Things Hoped For
- Author: Andrew Clements
- Language: English
- Genre: Science fiction
- Publisher: Philomel
- Publication date: 2006
- ISBN: 978-0-399-24350-9
- OCLC: 62127717
- LC Class: PZ7.C59118 Tfu 2006
- Preceded by: Things Not Seen
- Followed by: Things That Are

= Things Hoped For =

Book by Andrew Clements

Things Hoped For is a young adult book by Andrew Clements. Released in 2006 by Philomel Books, the book is a sequel to Things Not Seen. It is followed by Things That Are.

== Plot ==
After her Grandfather mysteriously leaves their large house in New York City, Gwen tries to continue her life as normally as possible while practicing hard for her violin auditions. Ignoring the constant and rudely demanding and angry visits of a greedy great-uncle wanting the house. She then meets Robert (Bobby) from Things Not Seen in a cafe. Robert is in town also preparing for trumpet auditions. Gwen invites Robert to stay in her empty house with her to help get him out of the hotel he was staying in. After becoming good friends in the following days, while shopping in a store in New York City they spot a faint shadow apparently coming from an invisible person. Robert then tells Gwen that two years ago he turned invisible.

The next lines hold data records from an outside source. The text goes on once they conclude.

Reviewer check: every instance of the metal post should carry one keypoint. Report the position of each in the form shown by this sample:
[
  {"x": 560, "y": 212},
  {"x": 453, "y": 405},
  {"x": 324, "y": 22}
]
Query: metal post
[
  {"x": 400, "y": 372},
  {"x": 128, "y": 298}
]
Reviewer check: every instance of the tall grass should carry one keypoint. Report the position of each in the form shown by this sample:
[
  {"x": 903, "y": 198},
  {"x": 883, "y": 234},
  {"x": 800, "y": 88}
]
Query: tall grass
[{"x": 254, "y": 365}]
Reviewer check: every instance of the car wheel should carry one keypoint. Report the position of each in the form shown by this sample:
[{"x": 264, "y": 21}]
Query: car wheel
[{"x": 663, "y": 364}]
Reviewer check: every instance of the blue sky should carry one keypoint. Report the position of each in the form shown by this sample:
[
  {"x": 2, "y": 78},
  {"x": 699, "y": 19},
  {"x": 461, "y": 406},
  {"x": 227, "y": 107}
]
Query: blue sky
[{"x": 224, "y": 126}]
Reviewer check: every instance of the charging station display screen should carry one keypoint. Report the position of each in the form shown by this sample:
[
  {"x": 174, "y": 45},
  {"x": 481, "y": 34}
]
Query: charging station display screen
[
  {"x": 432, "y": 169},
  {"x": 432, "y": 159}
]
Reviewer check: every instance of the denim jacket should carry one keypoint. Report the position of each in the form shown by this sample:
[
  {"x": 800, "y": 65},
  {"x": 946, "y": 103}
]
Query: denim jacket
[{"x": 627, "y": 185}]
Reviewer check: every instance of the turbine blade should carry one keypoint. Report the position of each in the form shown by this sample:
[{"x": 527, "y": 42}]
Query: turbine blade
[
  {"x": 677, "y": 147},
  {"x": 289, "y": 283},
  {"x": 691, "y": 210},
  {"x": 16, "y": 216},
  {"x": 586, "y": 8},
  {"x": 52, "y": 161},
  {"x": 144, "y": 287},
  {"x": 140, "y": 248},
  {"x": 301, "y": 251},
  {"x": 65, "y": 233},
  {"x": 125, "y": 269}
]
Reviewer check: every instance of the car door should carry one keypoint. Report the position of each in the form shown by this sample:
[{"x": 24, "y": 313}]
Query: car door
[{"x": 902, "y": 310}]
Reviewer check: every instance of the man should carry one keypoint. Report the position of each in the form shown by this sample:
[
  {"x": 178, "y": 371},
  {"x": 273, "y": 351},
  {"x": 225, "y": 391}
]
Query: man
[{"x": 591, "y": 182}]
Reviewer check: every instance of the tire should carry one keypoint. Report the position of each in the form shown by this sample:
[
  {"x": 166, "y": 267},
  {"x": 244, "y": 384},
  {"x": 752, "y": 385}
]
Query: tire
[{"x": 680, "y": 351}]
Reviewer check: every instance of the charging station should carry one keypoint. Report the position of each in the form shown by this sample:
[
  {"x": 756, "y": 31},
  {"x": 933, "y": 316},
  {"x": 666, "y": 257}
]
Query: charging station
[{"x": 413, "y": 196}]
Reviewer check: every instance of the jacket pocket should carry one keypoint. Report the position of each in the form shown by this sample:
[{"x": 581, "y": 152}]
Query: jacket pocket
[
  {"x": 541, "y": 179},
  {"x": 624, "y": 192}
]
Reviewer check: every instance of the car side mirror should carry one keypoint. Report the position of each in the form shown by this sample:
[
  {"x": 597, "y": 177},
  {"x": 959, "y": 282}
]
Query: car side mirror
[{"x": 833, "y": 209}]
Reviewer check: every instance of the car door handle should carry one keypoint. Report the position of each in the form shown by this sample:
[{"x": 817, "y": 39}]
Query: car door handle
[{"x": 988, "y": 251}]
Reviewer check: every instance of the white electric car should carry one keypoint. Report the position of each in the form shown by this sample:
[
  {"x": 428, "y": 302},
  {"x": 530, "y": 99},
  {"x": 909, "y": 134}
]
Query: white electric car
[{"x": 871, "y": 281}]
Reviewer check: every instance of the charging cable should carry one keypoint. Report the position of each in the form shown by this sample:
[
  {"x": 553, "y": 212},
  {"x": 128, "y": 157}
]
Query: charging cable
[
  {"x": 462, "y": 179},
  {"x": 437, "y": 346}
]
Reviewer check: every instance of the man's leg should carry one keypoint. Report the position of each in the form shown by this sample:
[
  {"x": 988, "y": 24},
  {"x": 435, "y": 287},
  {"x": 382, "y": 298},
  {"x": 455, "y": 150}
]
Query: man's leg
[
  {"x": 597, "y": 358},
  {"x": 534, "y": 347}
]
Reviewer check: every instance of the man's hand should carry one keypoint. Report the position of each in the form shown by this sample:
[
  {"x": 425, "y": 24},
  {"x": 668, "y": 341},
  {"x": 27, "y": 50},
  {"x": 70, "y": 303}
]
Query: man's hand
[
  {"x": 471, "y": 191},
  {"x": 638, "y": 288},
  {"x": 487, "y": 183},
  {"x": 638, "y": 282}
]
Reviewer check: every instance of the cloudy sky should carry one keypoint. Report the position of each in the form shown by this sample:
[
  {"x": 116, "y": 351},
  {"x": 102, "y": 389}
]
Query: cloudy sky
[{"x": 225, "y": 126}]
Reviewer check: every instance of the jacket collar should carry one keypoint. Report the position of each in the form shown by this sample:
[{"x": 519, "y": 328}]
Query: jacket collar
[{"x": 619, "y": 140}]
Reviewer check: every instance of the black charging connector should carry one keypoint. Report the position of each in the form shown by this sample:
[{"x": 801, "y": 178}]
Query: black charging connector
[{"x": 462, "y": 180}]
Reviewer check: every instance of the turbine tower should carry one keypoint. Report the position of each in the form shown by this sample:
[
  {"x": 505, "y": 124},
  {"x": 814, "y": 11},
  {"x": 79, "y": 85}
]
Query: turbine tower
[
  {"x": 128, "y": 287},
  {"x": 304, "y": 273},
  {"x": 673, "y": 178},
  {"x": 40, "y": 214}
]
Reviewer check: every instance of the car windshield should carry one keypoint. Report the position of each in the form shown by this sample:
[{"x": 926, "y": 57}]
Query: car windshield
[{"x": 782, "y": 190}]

In the following days, Robert discovers Gwen's grandfather died in the freezer. Her grandfather went in with an oxygen bottle, thick clothes, and left the refrigerator slightly open so he could have left if he wanted to. The other invisible man is discovered in Gwen's house shortly after her grandfather's body is found. The man, named William, is seeking out Robert to find out how to undo his invisibility. William is revealed to be a dangerous thief who threatens them recklessly. Gwen is distraught, but gets a phone call from Alicia, Robert's girlfriend, asking her to play violin. Alicia thanks Gwen for the beautiful song. On the day of Gwen's audition, she opens an envelope with dog tags with a code leading to the title of a Bible passage. The passage says, "There is no greater love than this, that a man lay down his life for his friends". Gwen finally understood why her grandfather did what he did, and she walks confidently into her audition.

==Characters==

===Main===
- Gwendolyn "Gwen" Page - A girl, the main character, and the narrator who is trying to practice her violin auditions.
- Robert Phillips (Also known as Bobby) - A boy who is preparing for trumpet auditions. He was invisible in Things Not Seen.

===Minor===
- Lawrence Page (Gwen's grandfather)
- Uncle Henry "Hank" Page - Gwen's great-uncle
- William - A man who is invisible who Gwen and Robert see in a shoe store and also goes into Gwen's house when the police arrived
- Alicia Van Dorn - Bobby's blind girlfriend.